Hitwise research reports that Google Blog Search passed Technorati in traffic for the first time last week. As a percentage of total US Internet Visit market share, Technorati moved to .0023%, and Google’s Blog Search to .0025%.

Google Blog Search has experienced massive growth since October, when a direct link to it was placed on Google News— to the detriment even of Blogger Blog Search, which slid from .0025% in October to .0019% last week.

Author: John Battelle

A founder of NewCo (current CEO), sovrn (Chair), Federated Media, Web 2 Summit, The Industry Standard, Wired. Author, investor, board member (Acxiom, Sovrn, NewCo), bike rider, yoga practitioner.

8 thoughts on “Google Blog Search Tops Technorati”

  1. Search is useful to separate people, everywhere the news. Everywhere rubbish. Everywhere Google, everywhere China, everywhere words without power. Everywhere Technocrats.
    Google , Yahoo is nothing more than isolation.

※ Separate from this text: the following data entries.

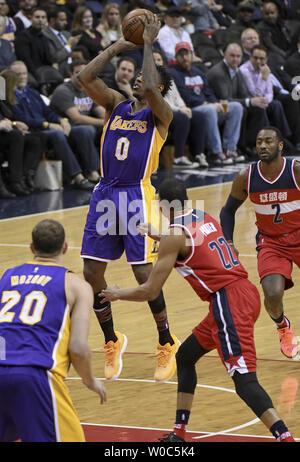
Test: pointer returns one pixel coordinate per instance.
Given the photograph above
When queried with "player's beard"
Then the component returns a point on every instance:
(272, 157)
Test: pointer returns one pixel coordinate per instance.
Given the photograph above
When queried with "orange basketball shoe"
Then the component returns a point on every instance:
(166, 361)
(288, 342)
(113, 356)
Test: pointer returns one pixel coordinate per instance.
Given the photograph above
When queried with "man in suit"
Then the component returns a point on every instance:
(275, 33)
(60, 40)
(228, 83)
(32, 48)
(292, 64)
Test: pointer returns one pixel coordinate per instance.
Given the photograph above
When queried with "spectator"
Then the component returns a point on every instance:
(60, 41)
(32, 47)
(257, 76)
(164, 5)
(172, 33)
(22, 18)
(282, 86)
(70, 6)
(110, 25)
(7, 54)
(292, 63)
(32, 110)
(87, 118)
(199, 14)
(81, 53)
(249, 37)
(83, 22)
(32, 144)
(10, 26)
(121, 80)
(228, 83)
(197, 95)
(244, 20)
(184, 123)
(274, 33)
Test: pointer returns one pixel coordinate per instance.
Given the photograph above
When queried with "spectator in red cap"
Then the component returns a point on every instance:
(194, 89)
(172, 33)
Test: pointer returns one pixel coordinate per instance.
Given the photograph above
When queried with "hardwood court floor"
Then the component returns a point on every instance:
(136, 400)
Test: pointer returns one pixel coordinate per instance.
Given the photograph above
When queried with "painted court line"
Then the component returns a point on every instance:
(247, 424)
(154, 381)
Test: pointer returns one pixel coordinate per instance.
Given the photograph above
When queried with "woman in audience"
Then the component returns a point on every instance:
(110, 25)
(22, 149)
(83, 23)
(7, 54)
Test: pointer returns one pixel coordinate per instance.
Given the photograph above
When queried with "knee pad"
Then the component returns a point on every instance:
(158, 304)
(186, 358)
(251, 392)
(97, 302)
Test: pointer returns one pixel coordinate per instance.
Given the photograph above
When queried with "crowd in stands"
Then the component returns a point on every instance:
(235, 67)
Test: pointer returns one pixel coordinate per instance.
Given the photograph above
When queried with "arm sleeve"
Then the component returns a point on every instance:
(227, 216)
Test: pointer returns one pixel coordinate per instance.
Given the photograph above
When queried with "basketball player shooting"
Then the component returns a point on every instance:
(133, 135)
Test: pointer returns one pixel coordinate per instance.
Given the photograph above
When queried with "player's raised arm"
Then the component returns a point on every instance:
(152, 79)
(237, 196)
(94, 86)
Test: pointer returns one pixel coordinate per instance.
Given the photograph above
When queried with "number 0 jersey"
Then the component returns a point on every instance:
(211, 264)
(34, 317)
(276, 202)
(130, 144)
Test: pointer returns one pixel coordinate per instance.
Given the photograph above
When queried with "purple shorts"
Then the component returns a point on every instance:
(35, 407)
(111, 226)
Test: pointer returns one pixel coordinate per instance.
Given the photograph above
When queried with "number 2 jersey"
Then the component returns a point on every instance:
(211, 264)
(276, 202)
(34, 317)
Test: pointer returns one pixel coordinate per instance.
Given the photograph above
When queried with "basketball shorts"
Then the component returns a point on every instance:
(277, 255)
(35, 406)
(229, 326)
(111, 226)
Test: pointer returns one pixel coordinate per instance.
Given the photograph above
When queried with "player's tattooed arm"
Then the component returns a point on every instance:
(94, 85)
(297, 172)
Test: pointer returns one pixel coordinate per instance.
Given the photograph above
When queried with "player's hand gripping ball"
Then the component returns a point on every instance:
(133, 27)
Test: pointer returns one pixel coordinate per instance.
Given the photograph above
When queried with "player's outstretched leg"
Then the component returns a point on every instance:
(168, 343)
(273, 287)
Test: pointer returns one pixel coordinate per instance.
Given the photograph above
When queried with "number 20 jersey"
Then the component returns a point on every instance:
(211, 264)
(130, 144)
(35, 317)
(276, 202)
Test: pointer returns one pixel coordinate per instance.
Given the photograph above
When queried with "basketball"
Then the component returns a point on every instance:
(132, 26)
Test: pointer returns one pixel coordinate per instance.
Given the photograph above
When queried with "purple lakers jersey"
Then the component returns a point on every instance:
(130, 144)
(34, 317)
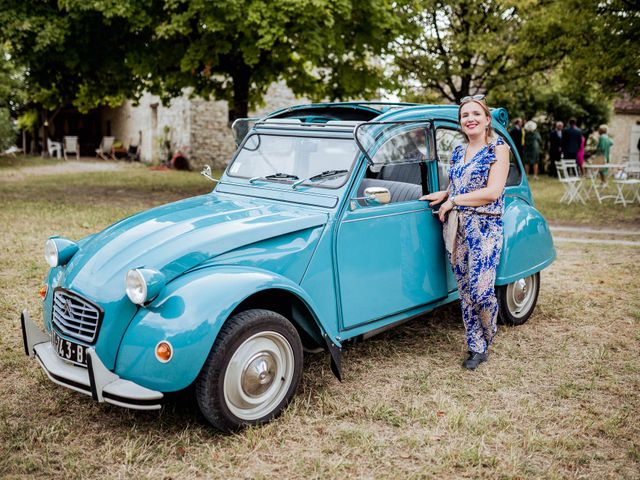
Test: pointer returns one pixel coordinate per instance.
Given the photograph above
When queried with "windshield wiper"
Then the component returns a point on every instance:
(275, 176)
(321, 177)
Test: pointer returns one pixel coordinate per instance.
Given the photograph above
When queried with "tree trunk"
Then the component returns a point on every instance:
(45, 133)
(239, 106)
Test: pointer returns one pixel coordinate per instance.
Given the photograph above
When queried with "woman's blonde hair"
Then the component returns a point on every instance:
(490, 133)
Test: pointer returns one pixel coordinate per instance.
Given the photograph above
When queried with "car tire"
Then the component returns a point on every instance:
(517, 300)
(252, 371)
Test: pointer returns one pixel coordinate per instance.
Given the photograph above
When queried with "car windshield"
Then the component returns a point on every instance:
(298, 160)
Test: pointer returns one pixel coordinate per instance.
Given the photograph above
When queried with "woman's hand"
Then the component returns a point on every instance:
(435, 198)
(444, 209)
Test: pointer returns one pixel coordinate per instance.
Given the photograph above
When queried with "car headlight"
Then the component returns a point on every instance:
(143, 284)
(59, 250)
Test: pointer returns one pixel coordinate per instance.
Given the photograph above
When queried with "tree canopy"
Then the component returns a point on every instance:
(100, 52)
(561, 57)
(103, 51)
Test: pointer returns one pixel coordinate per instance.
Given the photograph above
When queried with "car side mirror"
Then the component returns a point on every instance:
(377, 195)
(206, 172)
(374, 196)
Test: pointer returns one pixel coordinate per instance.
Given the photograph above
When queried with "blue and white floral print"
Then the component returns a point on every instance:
(478, 243)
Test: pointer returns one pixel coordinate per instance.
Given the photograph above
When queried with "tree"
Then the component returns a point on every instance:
(456, 48)
(234, 50)
(603, 43)
(103, 51)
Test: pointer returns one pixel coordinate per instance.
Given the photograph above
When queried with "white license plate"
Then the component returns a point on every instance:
(70, 351)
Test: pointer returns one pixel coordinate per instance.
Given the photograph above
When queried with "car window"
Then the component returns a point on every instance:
(290, 158)
(409, 146)
(399, 165)
(447, 139)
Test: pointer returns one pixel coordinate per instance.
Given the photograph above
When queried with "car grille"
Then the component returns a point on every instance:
(75, 317)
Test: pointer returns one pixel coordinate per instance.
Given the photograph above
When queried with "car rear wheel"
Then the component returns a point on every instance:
(517, 300)
(252, 371)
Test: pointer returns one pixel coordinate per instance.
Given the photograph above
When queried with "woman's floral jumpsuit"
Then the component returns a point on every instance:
(476, 250)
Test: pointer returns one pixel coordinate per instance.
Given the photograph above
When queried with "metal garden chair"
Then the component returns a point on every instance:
(70, 145)
(568, 176)
(105, 150)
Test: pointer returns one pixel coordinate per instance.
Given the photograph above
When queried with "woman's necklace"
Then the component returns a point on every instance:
(467, 160)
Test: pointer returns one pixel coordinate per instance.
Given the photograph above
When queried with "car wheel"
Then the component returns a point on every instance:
(518, 299)
(252, 371)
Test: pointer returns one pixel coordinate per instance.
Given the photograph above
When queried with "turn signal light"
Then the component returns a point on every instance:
(164, 352)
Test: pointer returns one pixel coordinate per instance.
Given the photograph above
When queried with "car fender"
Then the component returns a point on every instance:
(189, 315)
(528, 245)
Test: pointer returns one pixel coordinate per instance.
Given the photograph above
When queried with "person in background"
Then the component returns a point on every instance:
(555, 147)
(580, 157)
(603, 149)
(571, 139)
(532, 143)
(517, 135)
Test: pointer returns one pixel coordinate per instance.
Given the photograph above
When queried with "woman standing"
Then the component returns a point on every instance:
(602, 150)
(472, 216)
(532, 143)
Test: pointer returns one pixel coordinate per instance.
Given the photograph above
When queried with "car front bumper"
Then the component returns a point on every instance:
(95, 380)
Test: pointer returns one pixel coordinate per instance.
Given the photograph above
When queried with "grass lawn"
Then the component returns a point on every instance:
(559, 397)
(548, 191)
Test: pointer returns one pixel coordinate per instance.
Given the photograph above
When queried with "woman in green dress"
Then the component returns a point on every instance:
(603, 148)
(532, 143)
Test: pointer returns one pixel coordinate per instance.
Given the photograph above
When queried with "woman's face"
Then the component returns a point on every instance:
(473, 120)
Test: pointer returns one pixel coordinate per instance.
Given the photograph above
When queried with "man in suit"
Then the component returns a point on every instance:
(571, 140)
(517, 135)
(555, 148)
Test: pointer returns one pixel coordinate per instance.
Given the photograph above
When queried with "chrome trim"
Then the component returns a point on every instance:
(75, 317)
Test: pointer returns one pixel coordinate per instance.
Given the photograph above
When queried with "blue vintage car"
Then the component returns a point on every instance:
(312, 238)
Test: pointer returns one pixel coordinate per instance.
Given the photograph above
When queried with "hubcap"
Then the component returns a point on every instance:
(521, 295)
(258, 375)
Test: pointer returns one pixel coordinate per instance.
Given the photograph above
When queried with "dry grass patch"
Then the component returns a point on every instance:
(559, 397)
(548, 191)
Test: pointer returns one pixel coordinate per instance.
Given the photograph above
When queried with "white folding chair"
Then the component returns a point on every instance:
(104, 151)
(54, 148)
(628, 179)
(70, 145)
(568, 176)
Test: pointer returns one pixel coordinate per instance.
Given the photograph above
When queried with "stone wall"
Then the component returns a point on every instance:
(148, 123)
(197, 126)
(211, 138)
(624, 130)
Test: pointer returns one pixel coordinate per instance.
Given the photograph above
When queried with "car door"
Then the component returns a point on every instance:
(390, 257)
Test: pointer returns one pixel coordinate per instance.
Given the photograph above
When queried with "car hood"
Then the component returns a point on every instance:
(177, 237)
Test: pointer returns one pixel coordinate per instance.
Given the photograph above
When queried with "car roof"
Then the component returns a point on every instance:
(348, 113)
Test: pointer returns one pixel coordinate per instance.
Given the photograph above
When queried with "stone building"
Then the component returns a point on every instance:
(624, 129)
(197, 127)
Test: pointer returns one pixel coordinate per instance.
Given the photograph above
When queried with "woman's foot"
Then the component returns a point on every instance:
(474, 360)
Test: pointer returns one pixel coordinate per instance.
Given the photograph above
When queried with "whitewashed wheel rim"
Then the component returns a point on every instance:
(520, 296)
(258, 375)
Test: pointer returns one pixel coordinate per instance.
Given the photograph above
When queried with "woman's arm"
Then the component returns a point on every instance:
(496, 182)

More isolation.

  2. I do not agree that Google is nothing more than isolation.
    i do understand and respect the feelings that other people have for Google.But i also appreciate the fact that it is Google that has given the online industry a better direction and a organized way to things.It has a major contribution in setting good online standards which were not in existence at all.
    The amount of business that every individual generates from Google and other search engines is unbelievable.
    Google has again proved itself and it support staff for out beating Technorati in terms of hits.Nothing seems to be impossible for Google.
    This also seems to be a a warning to several others where Google may run over.

  3. Both of those engines are woefully short of providing any idea of just how good their coverage is, what their refresh rates are, and how to measure they’re consistent performance. Has anyone ever really tested them?